MORE than £1.1million of government cash is being shared between four Sandwell projects which help migrants - with around 1,000 new families arriving every year in the borough.

Sandwell Council is being handed £1,148,188 - the second largest handout of £28m funding being given to local councils across England.

The latest handout brings the total funding from the Government's Controlling Migration Fund to more than £100 million since 2016.

The money is being split between four borough projects which help children from migrant families secure school places, teach new arrivals English, help pupils with special needs and those who have mental health difficulties after experiencing trauma and help families access benefits and services and gain employment.

Cash will go to Sandwell’s Transition Education Partnership Service (STEPS), the Sandwell Language Network (SLN), The Holistic Opportunities for Person-centred Education (HOPE) and Settling Well.

The largest sum is £1,222,380 - which is going to Birmingham City Council. Dudley Council will not receive any cash, while Wolverhampton City Council is getting £223,421.

Announced by Communities Minister Lord Bourne, cash will be allocated to 123 projects across England.

Lord Bourne said: "Whether its tackling rogue landlords who exploit vulnerable migrants, helping new arrivals learn English or supporting care leavers to access education, the Controlling Migration Fund is delivering results across the country and providing services for the benefit of all.

"Each community is unique in the challenges it faces, but the projects we've funded have shown that positive change is possible when people come together and think innovatively about how to support the whole community."

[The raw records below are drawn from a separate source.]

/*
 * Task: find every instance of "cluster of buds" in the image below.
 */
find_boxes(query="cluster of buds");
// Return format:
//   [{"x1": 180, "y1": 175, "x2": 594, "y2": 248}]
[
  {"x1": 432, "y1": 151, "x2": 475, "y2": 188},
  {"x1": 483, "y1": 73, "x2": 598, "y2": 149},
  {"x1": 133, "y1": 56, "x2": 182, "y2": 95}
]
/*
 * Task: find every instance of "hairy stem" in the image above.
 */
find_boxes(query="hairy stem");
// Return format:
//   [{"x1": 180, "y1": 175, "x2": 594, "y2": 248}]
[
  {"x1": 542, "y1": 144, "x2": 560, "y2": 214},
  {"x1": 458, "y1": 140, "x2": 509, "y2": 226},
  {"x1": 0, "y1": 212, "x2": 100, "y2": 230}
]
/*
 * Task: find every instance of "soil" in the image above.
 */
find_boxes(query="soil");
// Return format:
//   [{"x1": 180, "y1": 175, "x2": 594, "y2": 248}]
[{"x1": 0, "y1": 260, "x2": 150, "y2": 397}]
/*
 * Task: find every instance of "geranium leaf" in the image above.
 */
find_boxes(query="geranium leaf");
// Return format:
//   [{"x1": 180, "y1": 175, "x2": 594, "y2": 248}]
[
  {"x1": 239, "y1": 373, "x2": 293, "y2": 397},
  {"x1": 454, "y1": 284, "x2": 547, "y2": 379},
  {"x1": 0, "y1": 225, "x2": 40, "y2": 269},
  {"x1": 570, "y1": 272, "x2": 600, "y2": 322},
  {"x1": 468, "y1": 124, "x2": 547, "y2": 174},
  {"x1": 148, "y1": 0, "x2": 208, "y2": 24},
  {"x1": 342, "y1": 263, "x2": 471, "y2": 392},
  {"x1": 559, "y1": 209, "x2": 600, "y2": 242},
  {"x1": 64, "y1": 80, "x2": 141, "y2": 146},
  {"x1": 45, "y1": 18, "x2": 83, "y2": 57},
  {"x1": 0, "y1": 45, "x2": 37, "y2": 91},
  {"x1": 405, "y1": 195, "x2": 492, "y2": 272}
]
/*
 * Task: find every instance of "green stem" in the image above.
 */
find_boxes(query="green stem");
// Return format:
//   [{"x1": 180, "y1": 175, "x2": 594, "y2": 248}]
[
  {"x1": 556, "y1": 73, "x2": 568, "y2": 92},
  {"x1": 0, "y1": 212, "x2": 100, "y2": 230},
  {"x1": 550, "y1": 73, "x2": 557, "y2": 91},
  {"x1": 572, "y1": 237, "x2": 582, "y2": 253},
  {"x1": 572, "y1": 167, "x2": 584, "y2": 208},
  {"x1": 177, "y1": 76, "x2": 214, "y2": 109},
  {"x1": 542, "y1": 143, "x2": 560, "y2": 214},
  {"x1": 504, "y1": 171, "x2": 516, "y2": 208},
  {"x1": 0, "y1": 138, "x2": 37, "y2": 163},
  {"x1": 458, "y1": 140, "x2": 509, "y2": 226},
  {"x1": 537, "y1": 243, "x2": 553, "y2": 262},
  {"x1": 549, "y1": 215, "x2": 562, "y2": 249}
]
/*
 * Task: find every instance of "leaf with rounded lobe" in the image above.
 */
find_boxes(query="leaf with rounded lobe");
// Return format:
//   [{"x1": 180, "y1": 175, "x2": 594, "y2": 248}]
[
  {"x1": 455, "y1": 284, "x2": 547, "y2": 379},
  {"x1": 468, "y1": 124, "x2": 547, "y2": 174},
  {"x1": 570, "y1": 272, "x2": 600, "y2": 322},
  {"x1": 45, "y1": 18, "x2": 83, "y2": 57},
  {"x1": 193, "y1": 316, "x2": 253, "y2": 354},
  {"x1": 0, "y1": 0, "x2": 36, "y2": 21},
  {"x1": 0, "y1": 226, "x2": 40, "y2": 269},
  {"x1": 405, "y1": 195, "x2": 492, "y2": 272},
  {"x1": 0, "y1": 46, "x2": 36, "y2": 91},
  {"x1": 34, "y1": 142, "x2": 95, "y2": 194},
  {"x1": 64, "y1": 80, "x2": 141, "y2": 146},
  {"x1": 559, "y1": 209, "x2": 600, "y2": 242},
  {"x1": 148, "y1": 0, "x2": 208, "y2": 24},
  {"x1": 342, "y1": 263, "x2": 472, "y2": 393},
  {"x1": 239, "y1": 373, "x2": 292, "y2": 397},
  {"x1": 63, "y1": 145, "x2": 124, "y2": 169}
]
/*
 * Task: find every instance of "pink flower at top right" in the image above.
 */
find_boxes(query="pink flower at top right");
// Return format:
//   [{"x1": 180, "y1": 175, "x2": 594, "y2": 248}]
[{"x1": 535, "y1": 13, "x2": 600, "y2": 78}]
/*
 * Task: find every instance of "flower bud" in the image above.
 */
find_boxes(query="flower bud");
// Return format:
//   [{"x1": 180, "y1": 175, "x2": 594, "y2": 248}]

Sandwell’s Transition Education Partnership Service (STEPS), a project to help children from migrant families secure a school place, will get £91k.

The centre supports newly arrived families understand the social expectations of the British Education system as well as providing information on housing, benefits and public services.

It helps migrants learn English through adult ESOL classes, safeguards vulnerable arrivals from exploitation, reduces immediate pressure on school resources and assists with community integration.

The Sandwell Language Network (SLN) will get £381,005. The project, which is backed by Sandwell MBC and Sandwell College, offers a range of opportunities for English language learning, supporting employability and building self-reliance by helping people to help themselves.

The Holistic Opportunities for Person-centred Education (HOPE) will get £477,500.

A description of the projects reads: "In Sandwell many people speak a first language other than English and it is home to a constantly increasing number of international new arrival families settling in the borough. 

"Some of the pupils newly arriving in Sandwell have Special Educational Needs including social, emotional and mental health difficulties due to experiencing trauma.

"The HOPE Centre, will use an multi-agency team to assess pupils needs and support pupils whilst they are being allocated a school place. 

"HOPE Centre will also provide support to families through adult learning classes, community events and signposting to other relevant agencies."

Settling Well will get £198,591 to will provide early intervention for migrants.

Community navigators, supported by a specialist advice worker, will deliver practical advice and hands on support to migrants, dealing with their immediate issues and helping them settle permanently in Sandwell.

The service will be delivered by Citizens Advice Sandwell (CA) and Brushstrokes Community Project in community settings across Sandwell.